Photo: Adobe Stock
U.S. Supreme Court Justice Clarence Thomas has criticized the recent leak of a draft opinion suggesting the court will overturn Roe v. Wade as a “tremendously bad” betrayal of the court’s trust.
Thomas made the remarks in Dallas on Friday while speaking at the Old Parkland Conference, a meeting to discuss the various challenges facing the black community today.
“I do think what happened at the court was tremendously bad,” Thomas opined, adding that there was a time when the notion of such a leak would be considered unthinkable out of reverence for the court.
“It was beyond anyone’s understanding, or at least anyone’s imagination, that someone would do that,” advised the veteran justice of more than 30 years. “And look where we are now, where now that trust or that belief is gone forever.”
Thomas decried the protests that have broken out in front of his fellow conservative justices’ homes, calling them a departure from the long-held respect for the court.

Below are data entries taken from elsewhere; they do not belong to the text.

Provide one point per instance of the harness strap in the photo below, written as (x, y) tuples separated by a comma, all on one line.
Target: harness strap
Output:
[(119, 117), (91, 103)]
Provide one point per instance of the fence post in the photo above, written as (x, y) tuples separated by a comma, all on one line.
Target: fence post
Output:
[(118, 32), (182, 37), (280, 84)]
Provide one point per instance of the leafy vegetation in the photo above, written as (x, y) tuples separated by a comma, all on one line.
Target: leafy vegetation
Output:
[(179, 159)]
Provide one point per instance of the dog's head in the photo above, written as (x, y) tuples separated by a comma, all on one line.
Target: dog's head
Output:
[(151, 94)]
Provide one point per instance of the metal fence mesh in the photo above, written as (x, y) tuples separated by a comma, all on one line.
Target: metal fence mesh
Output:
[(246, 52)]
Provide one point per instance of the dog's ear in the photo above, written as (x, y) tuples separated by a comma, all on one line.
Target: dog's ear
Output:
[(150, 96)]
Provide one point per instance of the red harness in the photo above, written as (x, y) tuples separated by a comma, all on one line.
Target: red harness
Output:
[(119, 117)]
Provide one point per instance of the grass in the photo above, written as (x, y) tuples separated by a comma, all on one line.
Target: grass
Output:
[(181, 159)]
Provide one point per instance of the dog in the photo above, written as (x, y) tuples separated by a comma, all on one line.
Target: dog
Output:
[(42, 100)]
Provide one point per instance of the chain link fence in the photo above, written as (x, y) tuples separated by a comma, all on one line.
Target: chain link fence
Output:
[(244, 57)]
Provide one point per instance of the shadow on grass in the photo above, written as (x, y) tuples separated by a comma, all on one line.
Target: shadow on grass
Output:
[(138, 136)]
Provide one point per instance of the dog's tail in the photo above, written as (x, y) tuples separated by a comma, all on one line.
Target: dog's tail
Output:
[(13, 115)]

Earning applause, he emphasized the importance of maintaining civil discourse.
“It is incumbent on us to always act appropriately and not to repay tit for tat,” he noted, adding, “We are to conduct ourselves better than they conduct themselves.”
As for the direction and future of the country, Thomas expressed concern over the consequences of continued attacks on the court and other institutions necessary to a free society.
“I wonder how long we’re going to have these institutions at the rate we’re undermining them,” he said. “And then I wonder, when they’re gone or destabilized, what we’re going to have as a country – and I don’t think that the prospects are good if we continue to lose them.”